Rencontres de milieux sociaux différents

Peut-être a-t-il parlé trop vite. Quelques minutes après la prise de l’arène par Eli, le groupe tourne la tête : un jeune descendu d’une grosse voiture file en courant vers l’esplanade. « Il a l’air fâché », s’amuse Eli. Moins téméraire que ces prédécesseurs face aux froncements de sourcil du soldat, les injonctions font déguerpir le nouveau venu. Pas si nouveau que ça, il s’agit en réalité de l’ancien maître des lieux : Christophe*, jeune expatrié chinois de 25 ans venu reprendre l’arène.

Après avoir échangé leurs pseudos et s’être complimentés sur leurs jeux respectifs, le jeune Chinois donne son numéro pour être rajouté au groupe WhatsApp « Pokémon Go Gabon ». Beau perdant, le jeune homme qui souhaite garder l’anonymat pour ne pas à être reconnu par son employeur, leur glisse quelques informations : « Deux autres pokestop se trouvent à l’aéroport et un autre dans le quartier Glass ».

Eli, qui venait d’évoquer l’absence de rencontre entre Gabonais et expatriés, reste hésitant après le départ de Christophe : « C’est peut-être parce qu’il y avait une journaliste qu’il s’est montré moins méfiant et a accepté de donner son numéro ».

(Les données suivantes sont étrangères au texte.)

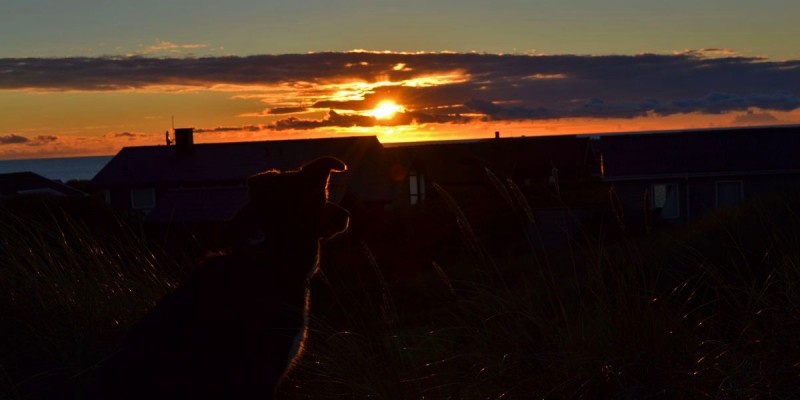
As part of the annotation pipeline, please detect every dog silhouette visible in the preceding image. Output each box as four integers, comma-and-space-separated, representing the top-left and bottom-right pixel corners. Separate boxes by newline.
98, 157, 349, 399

Claude*, qui a fait la connaissance d’Eli quelques jours plus tôt devant cette même arène, le contredit : « Je ne suis pas d’accord, c’est quand même un jeu, on fait tous preuve d’ouverture ». À défaut d’être aussi facile qu’à Sidney ou à Paris, la chasse aux Pokémons à Libreville permet des rencontres entre une poignée de jeunes qui avaient jusqu’à présent bien peu de chance de se croiser et de prendre le temps d’échanger.

*Les prénoms ont été modifiés à la demande des intéressés, qui ne souhaitent pas être reconnus par leurs employeurs.